Sorry for yet another long hiatus. It’s really not my fault this time. Game of Thrones sucked me in and literally ALL my spare time went to getting caught up to the current season. Then we were so far behind on all our other shows I had to catch up on those. It’s just a never ending time-suck, television.
On top of that, Elliott has been sick SO much lately. Ugh. First he had RSV, then a few weeks later he caught Hand, Foot, and Mouth Disease from the church nursery. And let me tell you, THAT IS NOT FUN. Hopefully he’s done being sick for awhile. Poor baby.
To make up for my time away, I made you some delicious fish! And it is so, so easy. I don’t know about you, but I get kinda bored with fish. I run out of interesting ways to cook it and get stuck in a rut. This recipe pulled me right out, though. The crust is so nice and crunchy with so much good flavor. A great healthy dinner option!
Parmesan Crusted Cod
4 Alaskan Cod fillets
1 cup panko bread crumbs
1/2 cup finely grated parmesan cheese (this really isn’t the time to use the powder in the green can, use fresh)
handful chopped parsley
1/4 teaspoon paprika
salt and pepper
Preheat the oven to 400 degrees.
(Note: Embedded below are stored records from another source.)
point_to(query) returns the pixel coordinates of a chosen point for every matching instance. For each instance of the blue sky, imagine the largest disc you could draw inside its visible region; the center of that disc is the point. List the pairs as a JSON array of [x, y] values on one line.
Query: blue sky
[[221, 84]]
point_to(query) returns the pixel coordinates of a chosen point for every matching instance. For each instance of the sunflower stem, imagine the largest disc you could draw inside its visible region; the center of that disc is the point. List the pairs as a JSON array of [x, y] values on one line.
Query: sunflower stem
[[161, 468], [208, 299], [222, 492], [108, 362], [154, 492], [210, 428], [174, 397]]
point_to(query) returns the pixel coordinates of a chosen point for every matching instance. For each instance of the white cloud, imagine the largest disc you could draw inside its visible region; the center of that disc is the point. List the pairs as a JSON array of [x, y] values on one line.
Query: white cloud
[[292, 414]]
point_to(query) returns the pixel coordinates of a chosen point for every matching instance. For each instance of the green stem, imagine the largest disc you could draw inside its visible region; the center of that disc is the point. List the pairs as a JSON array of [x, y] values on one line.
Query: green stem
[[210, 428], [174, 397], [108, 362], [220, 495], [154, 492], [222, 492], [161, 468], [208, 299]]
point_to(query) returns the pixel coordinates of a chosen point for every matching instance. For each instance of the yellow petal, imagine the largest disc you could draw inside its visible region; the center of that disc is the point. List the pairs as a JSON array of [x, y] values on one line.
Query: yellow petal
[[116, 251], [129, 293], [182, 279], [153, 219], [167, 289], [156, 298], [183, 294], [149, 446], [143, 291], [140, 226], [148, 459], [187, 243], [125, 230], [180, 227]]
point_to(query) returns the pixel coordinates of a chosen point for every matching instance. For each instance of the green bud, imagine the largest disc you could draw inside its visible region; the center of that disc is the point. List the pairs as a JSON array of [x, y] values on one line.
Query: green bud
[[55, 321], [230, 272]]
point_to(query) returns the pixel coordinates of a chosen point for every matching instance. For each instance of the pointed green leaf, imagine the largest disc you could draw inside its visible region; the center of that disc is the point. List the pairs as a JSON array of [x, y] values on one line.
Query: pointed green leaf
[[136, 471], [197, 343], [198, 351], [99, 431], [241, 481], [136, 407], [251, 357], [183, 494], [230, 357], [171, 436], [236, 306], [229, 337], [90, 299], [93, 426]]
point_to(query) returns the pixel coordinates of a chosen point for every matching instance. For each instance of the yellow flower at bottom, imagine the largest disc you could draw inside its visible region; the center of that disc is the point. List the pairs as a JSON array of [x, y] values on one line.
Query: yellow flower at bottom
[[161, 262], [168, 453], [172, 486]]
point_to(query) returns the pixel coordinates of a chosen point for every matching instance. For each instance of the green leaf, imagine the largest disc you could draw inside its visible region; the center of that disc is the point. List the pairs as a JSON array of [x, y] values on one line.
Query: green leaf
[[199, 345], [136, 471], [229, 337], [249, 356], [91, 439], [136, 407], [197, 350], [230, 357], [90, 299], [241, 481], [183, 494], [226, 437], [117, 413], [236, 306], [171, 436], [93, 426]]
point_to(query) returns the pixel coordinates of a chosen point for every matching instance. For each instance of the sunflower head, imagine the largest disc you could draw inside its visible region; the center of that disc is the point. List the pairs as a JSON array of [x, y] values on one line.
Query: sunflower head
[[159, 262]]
Crack the egg into a pie plate or shallow platter and whisk. Set aside. Combine the bread crumbs, parmesan cheese, parsley, paprika, and salt and pepper in a separate pie plate or platter.
Dip both sides of the fillets in the egg, then dredge in the crumb mixture, making sure to coat the fish evenly. Place on a greased baking sheet. Bake for about 20 minutes, until the fish is flaky and no longer translucent. Serve with lemon wedges, if desired. Serves 4.